Sarkozy fala com jornalistas no Palácio do Eliseu, em Paris. Foto: AP Direito de imagem AP
Image caption Instituições concordaram em conceder novos empréstimos à Grécia depois que atuais vencerem

O presidente da França, Nicolas Sarkozy, afirmou nesta segunda-feira que chegou a um acordo para que os bancos franceses ajudem a Grécia, que enfrenta uma grave crise financeira, dando ao país mais tempo para pagar dívidas que estão prestes a vencer.

De acordo com o comentarista de Economia da BBC Andrew Walker, de acordo com a proposta, as instituições francesas concordaram reinvestir os papéis da dívida grega que possuem em novos bônus, com vencimento de 30 anos.

No entanto, Sarkozy confirmou que os bancos estão dispostos a reinvestir dessa forma apenas 70% dos papéis da dívida grega que possuem dessa forma. O restante da dívida teria que ser pago, em dinheiro ou em troca de ativos financeiros.

Walker afirma que os demais bancos da zona do euro estão sendo pressionados pelos governos para também ajudar o governo grego. As instituições alemãs já estariam interessadas no modelo francês que está em discussão.

A Grécia, que ainda não recebeu a totalidade dos 110 bilhões de euros de um primeiro pacote de ajuda concedido no ano passado pela União Europeia (UE) e pelo FMI, já está no aguardo de um novo empréstimo para evitar a moratória de sua dívida.

A previsão é que o novo pacote deve chegar a 120 bilhões de euros. Um grupo de banqueiros de diversos países está reunido nesta segunda-feira com autoridades da zona do euro, em Roma, para discutir a crise grega.

‘Calote técnico’

O modelo francês é visto com reservas pelas agências de classificação de crédito, que estimam se a compra de bônus das dívidas dos países vale ou não a pena.
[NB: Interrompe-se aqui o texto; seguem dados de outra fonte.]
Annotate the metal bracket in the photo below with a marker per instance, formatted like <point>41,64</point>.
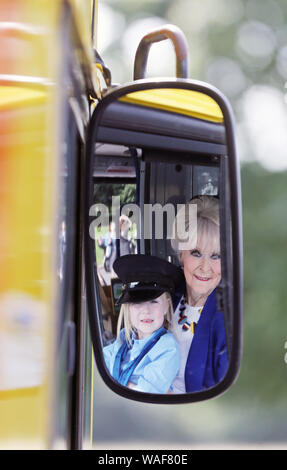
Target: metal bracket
<point>162,33</point>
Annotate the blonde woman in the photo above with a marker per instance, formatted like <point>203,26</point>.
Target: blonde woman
<point>145,355</point>
<point>197,323</point>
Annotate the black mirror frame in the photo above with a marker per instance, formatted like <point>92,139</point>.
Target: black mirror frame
<point>236,216</point>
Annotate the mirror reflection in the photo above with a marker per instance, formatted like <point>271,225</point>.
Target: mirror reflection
<point>162,241</point>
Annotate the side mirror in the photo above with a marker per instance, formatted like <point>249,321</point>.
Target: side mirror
<point>154,146</point>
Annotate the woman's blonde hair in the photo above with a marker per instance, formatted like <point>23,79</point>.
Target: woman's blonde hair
<point>124,320</point>
<point>207,223</point>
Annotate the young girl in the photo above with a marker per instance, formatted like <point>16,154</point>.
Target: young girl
<point>145,355</point>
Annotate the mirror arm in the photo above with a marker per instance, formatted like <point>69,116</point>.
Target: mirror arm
<point>103,68</point>
<point>162,33</point>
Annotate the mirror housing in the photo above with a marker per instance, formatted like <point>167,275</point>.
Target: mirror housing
<point>230,290</point>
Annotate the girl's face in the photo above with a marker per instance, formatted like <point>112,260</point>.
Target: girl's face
<point>147,317</point>
<point>202,268</point>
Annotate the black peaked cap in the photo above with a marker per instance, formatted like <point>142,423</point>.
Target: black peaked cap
<point>146,277</point>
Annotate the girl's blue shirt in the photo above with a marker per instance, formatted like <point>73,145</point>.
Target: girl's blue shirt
<point>157,369</point>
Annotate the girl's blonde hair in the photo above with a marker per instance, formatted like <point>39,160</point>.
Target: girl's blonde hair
<point>124,320</point>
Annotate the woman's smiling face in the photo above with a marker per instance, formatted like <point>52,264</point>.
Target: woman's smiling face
<point>202,268</point>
Essas instituições já afirmaram que qualquer rolagem da dívida grega será considerada um "calote técnico", que pode levar à insolvência.
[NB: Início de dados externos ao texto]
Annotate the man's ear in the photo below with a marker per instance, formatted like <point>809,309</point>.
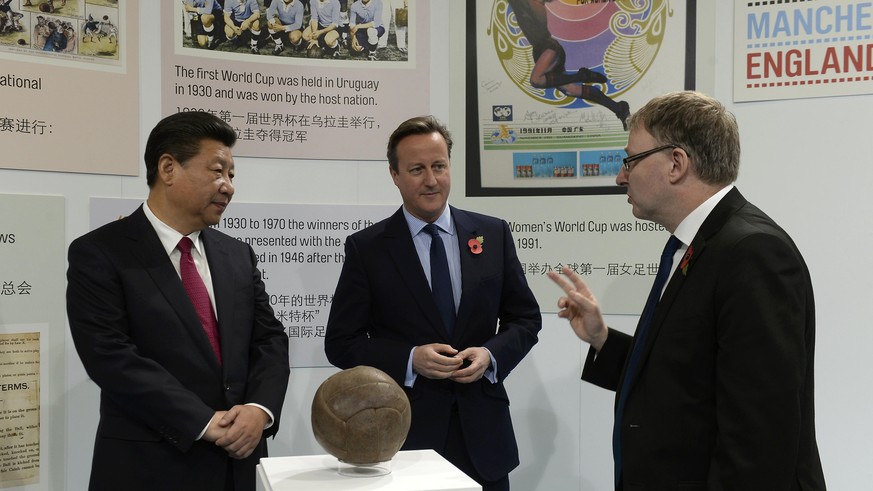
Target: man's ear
<point>681,165</point>
<point>167,169</point>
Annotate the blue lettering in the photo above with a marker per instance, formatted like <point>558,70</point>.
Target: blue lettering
<point>760,27</point>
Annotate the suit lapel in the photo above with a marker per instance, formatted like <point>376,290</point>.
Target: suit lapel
<point>223,285</point>
<point>147,248</point>
<point>401,249</point>
<point>471,267</point>
<point>713,223</point>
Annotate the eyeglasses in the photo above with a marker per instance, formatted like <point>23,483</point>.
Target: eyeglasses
<point>640,156</point>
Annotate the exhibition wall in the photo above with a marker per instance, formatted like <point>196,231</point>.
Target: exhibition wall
<point>804,162</point>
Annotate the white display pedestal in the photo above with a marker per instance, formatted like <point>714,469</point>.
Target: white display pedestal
<point>411,470</point>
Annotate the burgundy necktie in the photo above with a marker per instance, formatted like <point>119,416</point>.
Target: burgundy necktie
<point>196,289</point>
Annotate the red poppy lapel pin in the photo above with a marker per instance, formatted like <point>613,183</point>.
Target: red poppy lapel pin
<point>475,244</point>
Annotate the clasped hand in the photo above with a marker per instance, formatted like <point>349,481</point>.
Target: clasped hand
<point>238,430</point>
<point>441,361</point>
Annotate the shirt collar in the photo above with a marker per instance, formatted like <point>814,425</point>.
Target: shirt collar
<point>444,222</point>
<point>689,226</point>
<point>168,235</point>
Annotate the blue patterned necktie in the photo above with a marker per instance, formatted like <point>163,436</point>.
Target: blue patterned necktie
<point>664,270</point>
<point>440,281</point>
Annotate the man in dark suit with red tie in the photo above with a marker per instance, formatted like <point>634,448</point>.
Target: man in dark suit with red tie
<point>387,313</point>
<point>715,389</point>
<point>171,320</point>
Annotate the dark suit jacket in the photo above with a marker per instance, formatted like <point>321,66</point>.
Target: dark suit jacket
<point>723,398</point>
<point>383,307</point>
<point>140,340</point>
O chefe do Fundo Europeu de Instabilidade Financeira, Klaus Regling, está negociando com as agências de classificação maneiras de evitar uma nota que indique um calote da dívida grega.

Outras entidades europeias – em especial o Banco Central Europeu - estão preocupadas que a proposta francesa force os demais bancos europeus a reconhecer a perda de bilhões de euros em títulos da dívida grega que atualmente possuem.
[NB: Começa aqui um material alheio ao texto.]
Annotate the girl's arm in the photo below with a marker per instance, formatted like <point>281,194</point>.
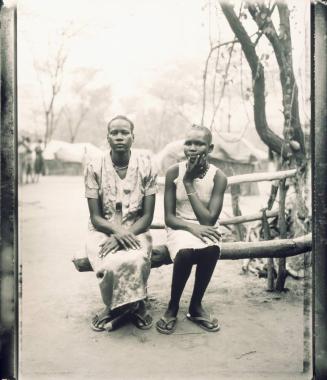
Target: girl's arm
<point>208,215</point>
<point>172,221</point>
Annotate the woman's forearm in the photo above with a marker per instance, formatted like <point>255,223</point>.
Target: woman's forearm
<point>141,225</point>
<point>176,223</point>
<point>202,213</point>
<point>103,225</point>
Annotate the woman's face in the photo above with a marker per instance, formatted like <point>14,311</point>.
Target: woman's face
<point>196,143</point>
<point>120,136</point>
O ex-presidente do Banco Central alemão Axel Weber disse anteriormente que uma solução "fragmentada" para a questão grega não irá funcionar. Para ele, os governos europeus devem aceitar o fato de que, em algum momento, terão de "reiniciar o sistema".

"Existem, infelizmente, somente algumas opções muito limitadas: seja a moratória, sejam ajustes parciais ou seja uma garantia para a enorme soma da dívida grega", disse Weber ao jornal The Wall Street Journal.

Medidas de austeridade

Nesta semana, o Parlamento grego discute uma nova série de medidas de austeridade, que incluem a cobrança de imposto de renda sobre os salário na faixa de 8 mil euros.

O partido do governo tem 155 dos 300 assentos do Parlamento. Pesquisas indicam que as propostas têm a oposição de três quartos da população grega, de 11 milhões de pessoas.

As medidas de austeridade, que incluem cortes de gastos públicos e privatizações, são uma contrapartida exigida pela UE e pelo FMI depois do pacote de ajuda concedido no ano passado.

Manifestantes contrários aos cortes saíram de novo às ruas da Grécia nesta segunda-feira, enquanto uma greve geral foi convocada para esta terça. Protestos anteriores terminaram em confronto com a polícia.